1973 aviation accident

The 1973 Royal Air Maroc Sud Aviation Caravelle crash occurred on December 22, 1973, when a Sobelair Sud Aviation Caravelle SE-210 (operating for Royal Air Maroc) crashed near Tangier, Morocco. All 106 people on board were killed.

== Aircraft ==
The aircraft was a 12-year-old Sud Aviation Caravelle SE-210 VI-N. Its maiden flight was on February 23, 1961. It was delivered to Sabena on March 1, 1961, and registered as OO-SRD. In April 1971, the aircraft was leased to Sobelair. In December 1973, OO-SRD was subleased to Royal Air Maroc.

== Accident ==
The aircraft was leased to Royal Air Maroc to operate a passenger flight from Paris, France, to Casablanca, Morocco, with a stopover in Tangier.
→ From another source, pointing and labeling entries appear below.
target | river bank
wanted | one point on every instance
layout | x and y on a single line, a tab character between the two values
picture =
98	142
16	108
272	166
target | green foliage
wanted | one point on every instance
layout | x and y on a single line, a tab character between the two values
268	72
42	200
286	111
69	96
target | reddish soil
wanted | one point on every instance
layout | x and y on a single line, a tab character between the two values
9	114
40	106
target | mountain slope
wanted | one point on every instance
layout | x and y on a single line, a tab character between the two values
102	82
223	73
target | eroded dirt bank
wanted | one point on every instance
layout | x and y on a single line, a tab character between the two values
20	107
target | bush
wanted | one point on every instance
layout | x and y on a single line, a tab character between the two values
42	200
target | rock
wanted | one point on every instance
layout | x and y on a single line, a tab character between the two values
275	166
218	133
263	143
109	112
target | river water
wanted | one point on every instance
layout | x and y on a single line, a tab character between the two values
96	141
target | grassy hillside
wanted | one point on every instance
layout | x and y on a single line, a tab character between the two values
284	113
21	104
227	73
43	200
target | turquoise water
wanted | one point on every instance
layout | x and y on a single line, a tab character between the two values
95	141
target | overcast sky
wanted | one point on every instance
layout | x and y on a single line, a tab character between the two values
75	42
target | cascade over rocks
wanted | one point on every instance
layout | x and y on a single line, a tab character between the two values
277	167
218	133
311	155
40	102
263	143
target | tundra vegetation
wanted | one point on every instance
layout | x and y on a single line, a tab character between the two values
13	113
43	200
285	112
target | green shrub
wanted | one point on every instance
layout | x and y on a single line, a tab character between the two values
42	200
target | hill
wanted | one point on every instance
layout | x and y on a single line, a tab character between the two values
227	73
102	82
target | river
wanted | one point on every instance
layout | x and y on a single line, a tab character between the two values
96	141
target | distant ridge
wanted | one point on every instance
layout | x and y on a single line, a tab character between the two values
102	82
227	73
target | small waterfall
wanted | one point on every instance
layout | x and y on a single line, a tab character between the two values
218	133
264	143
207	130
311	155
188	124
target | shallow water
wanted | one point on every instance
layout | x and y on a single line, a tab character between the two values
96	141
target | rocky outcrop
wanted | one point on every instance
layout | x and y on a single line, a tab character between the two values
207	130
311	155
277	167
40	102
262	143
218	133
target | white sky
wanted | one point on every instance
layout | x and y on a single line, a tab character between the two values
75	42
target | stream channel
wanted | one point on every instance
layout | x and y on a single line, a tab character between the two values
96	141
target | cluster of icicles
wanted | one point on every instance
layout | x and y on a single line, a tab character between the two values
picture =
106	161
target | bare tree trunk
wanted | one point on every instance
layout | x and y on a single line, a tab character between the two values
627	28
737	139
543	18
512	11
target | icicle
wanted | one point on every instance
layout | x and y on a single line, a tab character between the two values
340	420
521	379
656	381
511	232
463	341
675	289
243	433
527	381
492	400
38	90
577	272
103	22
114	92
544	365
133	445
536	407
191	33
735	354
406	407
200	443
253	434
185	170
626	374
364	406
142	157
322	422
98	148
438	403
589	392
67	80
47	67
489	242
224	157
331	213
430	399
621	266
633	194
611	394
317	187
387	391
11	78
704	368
Most of the 98 passengers were Moroccan students and workers, as well as French tourists traveling to Morocco for Christmas. Nearly all of the eight crew members were Belgian, except for one Moroccan flight attendant. The aircraft approached runway 28 at Tangier-Boukhalef Airport at night in rainy weather. During the approach, the aircraft made a delayed turn and entered a mountainous area. The crew was assigned a safe holding altitude of 3000 ft. The flight was then cleared to land and the aircraft resumed its descent. At 10:10 pm (or 10:07 pm according to some sources,) local time, the aircraft crashed into Mount Mellaline, located 20 miles east of Tangier-Boukhalef Airport at an altitude of 2300-2400 ft, killing all 106 people on board. It was the deadliest aviation disaster to occur in Morocco until the Agadir air disaster in 1975. It remains the deadliest aviation disaster involving a Belgian airline and is the second deadliest accident involving a Sud Aviation Caravelle, behind Sterling Airways Flight 296.